IF significantly reduced body weight (MD: −3.73 kg, 95% CI: −5.29 to −2.17) and BMI (MD: −1.04 kg/m², 95% CI: −1.39 to −0.70). Total cholesterol fell by 6.31 mg/dL and LDL by 5.44 mg/dL. Diastolic blood pressure dropped by 3.30 mmHg, a clinically meaningful reduction. Notably, short-term IF (≤12 weeks) was associated with a transient triglyceride increase of 13.22 mg/dL, while longer interventions reversed this effect and improved lipid metabolism broadly. Systolic blood pressure, fasting plasma glucose, and HbA1c showed no significant change overall. ADF outperformed TRE for both weight loss and LDL reduction in subgroup analyses.
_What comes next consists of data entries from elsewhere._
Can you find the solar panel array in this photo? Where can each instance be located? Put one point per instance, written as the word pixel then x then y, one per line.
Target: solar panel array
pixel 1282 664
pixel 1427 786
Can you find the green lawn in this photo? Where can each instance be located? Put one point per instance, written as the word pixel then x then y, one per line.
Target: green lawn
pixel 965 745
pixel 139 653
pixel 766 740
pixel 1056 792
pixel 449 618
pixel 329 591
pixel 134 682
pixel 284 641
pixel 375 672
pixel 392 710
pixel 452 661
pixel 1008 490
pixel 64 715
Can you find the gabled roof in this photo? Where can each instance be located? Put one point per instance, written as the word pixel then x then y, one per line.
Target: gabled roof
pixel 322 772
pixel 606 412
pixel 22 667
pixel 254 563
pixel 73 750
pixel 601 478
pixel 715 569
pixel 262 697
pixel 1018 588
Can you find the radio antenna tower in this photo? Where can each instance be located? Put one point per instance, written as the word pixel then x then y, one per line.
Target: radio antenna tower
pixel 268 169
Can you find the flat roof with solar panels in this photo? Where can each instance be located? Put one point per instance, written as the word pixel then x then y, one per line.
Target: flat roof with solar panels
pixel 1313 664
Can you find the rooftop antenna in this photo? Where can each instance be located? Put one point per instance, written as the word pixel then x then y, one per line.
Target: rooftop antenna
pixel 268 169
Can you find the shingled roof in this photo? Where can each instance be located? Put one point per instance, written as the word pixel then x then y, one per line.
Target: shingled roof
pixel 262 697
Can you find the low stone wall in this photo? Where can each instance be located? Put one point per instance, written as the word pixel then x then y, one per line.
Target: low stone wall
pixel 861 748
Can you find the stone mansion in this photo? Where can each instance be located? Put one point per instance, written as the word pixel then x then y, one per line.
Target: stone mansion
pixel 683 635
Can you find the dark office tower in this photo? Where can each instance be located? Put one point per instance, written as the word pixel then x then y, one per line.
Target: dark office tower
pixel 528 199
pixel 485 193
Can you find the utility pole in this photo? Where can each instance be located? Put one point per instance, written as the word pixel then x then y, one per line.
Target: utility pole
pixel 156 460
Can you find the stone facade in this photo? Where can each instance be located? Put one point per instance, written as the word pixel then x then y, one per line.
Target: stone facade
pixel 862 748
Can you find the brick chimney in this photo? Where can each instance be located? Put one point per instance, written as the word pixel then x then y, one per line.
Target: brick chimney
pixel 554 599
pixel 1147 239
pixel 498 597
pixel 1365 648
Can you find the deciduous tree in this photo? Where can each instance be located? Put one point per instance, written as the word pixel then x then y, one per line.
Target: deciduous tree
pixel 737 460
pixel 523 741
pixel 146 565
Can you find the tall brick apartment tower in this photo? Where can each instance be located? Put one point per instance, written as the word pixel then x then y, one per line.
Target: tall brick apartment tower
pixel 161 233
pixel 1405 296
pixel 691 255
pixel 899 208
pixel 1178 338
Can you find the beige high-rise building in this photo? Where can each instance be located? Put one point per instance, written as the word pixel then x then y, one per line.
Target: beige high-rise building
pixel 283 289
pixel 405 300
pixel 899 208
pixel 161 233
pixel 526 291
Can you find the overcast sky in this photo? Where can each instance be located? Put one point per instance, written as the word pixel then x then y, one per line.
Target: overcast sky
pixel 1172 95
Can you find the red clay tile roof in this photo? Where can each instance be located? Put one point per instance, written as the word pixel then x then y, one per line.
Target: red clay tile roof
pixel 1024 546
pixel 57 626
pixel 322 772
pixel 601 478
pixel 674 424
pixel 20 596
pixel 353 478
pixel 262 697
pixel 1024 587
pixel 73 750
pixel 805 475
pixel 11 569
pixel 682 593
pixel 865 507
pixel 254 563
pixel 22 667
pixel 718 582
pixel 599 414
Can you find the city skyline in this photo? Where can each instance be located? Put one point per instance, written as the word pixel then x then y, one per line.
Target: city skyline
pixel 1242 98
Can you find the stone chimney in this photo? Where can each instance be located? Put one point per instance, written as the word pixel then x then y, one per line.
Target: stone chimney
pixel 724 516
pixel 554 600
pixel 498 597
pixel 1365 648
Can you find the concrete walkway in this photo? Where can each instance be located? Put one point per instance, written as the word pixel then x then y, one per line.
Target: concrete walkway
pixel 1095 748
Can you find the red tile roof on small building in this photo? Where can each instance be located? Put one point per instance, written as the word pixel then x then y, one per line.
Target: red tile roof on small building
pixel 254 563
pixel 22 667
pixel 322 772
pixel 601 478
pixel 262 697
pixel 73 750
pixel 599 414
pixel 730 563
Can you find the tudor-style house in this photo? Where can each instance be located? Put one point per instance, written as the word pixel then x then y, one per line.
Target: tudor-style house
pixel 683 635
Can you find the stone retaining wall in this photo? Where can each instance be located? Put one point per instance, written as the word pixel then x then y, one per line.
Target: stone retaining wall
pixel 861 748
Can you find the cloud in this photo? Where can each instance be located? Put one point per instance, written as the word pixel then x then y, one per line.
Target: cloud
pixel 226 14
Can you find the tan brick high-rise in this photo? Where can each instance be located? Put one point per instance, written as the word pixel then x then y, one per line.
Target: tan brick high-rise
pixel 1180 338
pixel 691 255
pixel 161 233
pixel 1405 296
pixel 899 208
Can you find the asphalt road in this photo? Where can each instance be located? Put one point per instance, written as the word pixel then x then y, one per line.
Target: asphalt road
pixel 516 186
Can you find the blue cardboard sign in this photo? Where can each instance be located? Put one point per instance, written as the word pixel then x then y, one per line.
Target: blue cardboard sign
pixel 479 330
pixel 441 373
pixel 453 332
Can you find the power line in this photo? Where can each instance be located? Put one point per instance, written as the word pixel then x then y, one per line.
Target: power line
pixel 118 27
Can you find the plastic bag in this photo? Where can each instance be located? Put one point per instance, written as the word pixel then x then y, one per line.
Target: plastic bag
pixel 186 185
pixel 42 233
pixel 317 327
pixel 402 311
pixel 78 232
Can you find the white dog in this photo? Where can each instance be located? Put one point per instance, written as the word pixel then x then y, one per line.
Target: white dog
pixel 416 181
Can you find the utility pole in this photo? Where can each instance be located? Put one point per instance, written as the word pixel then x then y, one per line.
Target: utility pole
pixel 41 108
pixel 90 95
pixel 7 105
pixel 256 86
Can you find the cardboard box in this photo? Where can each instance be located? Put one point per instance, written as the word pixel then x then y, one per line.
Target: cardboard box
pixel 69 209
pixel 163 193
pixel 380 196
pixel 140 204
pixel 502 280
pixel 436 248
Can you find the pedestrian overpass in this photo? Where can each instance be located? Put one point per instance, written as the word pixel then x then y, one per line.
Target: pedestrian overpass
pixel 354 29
The findings reinforce IF as a viable non-pharmacological tool for weight and cardiovascular risk management, but also highlight important nuances. The transient TG elevation during short-term IF may reflect an adaptive metabolic shift rather than harm, potentially normalizing as ketone utilization and fat oxidation pathways mature. The lack of significant glycemic improvement may reflect the short study durations dominating the dataset and a need for longer follow-up, particularly in pre-diabetic or diabetic subgroups.

Key limitations include high heterogeneity across included studies, predominantly short intervention windows (most ≤12 weeks), varying IF protocols, and limited data on adherence and long-term safety. Most studies were underpowered for glycemic outcomes. The authors call for standardized, longer-duration RCTs with personalized IF protocols to validate sustained cardiometabolic benefits and define optimal patient profiles for each fasting modality.